Volume calculation with change of variables

Question

I am trying to calculate the volume of a solid, given the equations of its bounding surfaces. It is a $3$-dimensional object, so the equations are in $x$, $y$ and $z$. In order to simplify the equations and the volume calculation, I made a substitution, namely $\tilde{x}=x+\frac{kz}{\sigma}$, $\tilde{y}=y\pm\frac{kz}{\sigma}$, and $\tilde{z}=\frac{z}{\sigma k}$.

In these new variables, I carried out a volume calculation, and I got a result; let's call it $V$. I want to know the actual volume, though, back at home in $(x,y,z)$.

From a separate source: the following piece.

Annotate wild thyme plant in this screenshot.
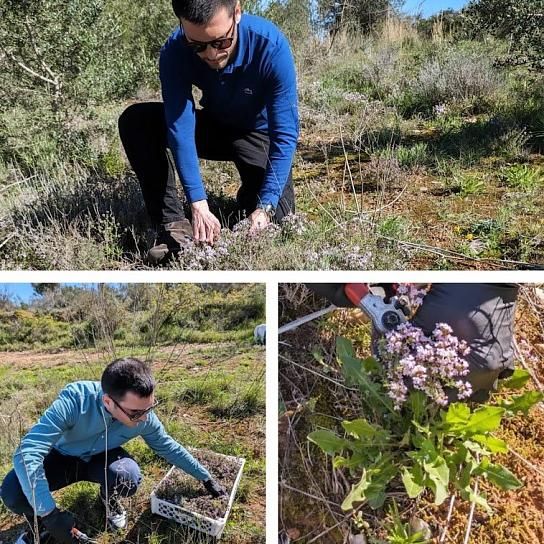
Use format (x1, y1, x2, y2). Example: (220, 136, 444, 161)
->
(379, 322, 473, 409)
(308, 335, 542, 516)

I get confused at this part. Is the volume equal to $\sigma k V$, or is it $\frac{V}{\sigma k}$? It must be one of those, because $\sigma k$ and $\frac{1}{\sigma k}$ are the determinants of the matrices that convert between the two coordinate bases. I've just about convinced myself that it's $\sigma k V$, but the answer would make more sense - in the context of the problem - if it were $\frac{V}{\sigma k}$.

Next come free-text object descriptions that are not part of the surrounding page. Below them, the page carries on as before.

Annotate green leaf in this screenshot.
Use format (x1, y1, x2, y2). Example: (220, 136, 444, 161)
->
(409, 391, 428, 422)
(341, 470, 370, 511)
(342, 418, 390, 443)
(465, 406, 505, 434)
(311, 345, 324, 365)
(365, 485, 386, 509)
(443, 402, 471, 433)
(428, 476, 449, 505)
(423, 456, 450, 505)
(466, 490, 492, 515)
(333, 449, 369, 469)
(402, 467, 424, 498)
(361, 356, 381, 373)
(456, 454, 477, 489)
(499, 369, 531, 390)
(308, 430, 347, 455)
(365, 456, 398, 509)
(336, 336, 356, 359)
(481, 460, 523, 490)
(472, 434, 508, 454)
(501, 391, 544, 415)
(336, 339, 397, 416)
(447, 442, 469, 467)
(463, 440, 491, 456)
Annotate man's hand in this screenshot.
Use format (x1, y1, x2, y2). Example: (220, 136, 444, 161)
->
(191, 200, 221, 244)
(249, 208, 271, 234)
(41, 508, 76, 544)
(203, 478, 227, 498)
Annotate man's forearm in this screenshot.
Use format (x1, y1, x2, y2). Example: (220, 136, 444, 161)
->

What is the right way to think about this kind of problem? Does anyone have a good intuition they can share about how volume changes with changes of variables? Thanks in advance.

Answer 1

As you know, you need to include a “scale factor” when transforming the volume element—the determinant of the Jacobian of the coordinate mapping. There’s a notation sometimes used for the Jacobian that I find helpful in remembering which direction to use when computing this scale factor: $$dV = dx\,dy\,dz = {\partial(x,y,z)\over\partial(\tilde x,\tilde y,\tilde z)}\,d\tilde{x}\,d\tilde{y}\,d\tilde{z}.$$ The term on the right that looks like a fraction represents the determinant of the Jacobian of the map $(\tilde x,\tilde y,\tilde z)\mapsto(x,y,z)$, i.e., the matrix of partial derivatives of $x$, $y$ and $z$ with respect to $\tilde x$, $\tilde y$ and $\tilde z$. (You’ll also see this notation used to represent the Jacobian matrix itself.) As a mnemonic, you can think of the “denominator” of this “fraction” canceling the $d\tilde{x}\,d\tilde{y}\,d\tilde{z}$ and leaving $dx\,dy\,dz$ in the “numerator.”

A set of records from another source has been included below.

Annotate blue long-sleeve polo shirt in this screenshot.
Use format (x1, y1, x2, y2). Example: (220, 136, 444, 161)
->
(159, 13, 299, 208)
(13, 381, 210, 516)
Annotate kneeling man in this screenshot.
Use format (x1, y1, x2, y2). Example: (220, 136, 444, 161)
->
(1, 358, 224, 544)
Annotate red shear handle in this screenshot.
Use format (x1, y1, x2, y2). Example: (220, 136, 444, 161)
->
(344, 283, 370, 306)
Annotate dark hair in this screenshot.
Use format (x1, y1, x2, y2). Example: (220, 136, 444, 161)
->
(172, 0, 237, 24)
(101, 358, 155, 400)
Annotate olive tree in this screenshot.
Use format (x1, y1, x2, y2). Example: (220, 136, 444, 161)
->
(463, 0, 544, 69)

In your case, we have $dx\,dy\,dz=\sigma k\,d\tilde{x}\,d\tilde{y},d\tilde{z}$, so after making the change of variables you have to multiply by $\sigma k$ to maintain the value of the integral. This makes some intuitive sense: the coordinate transformation shrinks $z$ by a factor of $\sigma k$, so you have to multiply by that to compensate.

Answer 2

In doing variables change, you should change from an orthogonal basis to an orthogonal basis, so that the elementary volumes $dV=dx dy dz$ and $dV'=dx' dy'dz'$ keep the same.
If the new system is orthogonal, but relevant vectors are not unitary, yet have a constant "length" (measured in the base system) then the volume calculated in the two systems will differ by a multiplicative constant, which can be easily calculated.
Otherwise you shall recurse and include the Jacobian, i.e. the determinant of the transformation matrix (which would be $1$ in the first case and $abc$ in the second).
The transformation you applied is not orthogonal, although it is realized through a constant matrix, thus a constant Jacobian.
Then you have $dV'=J*dV$, can you carry on from here ?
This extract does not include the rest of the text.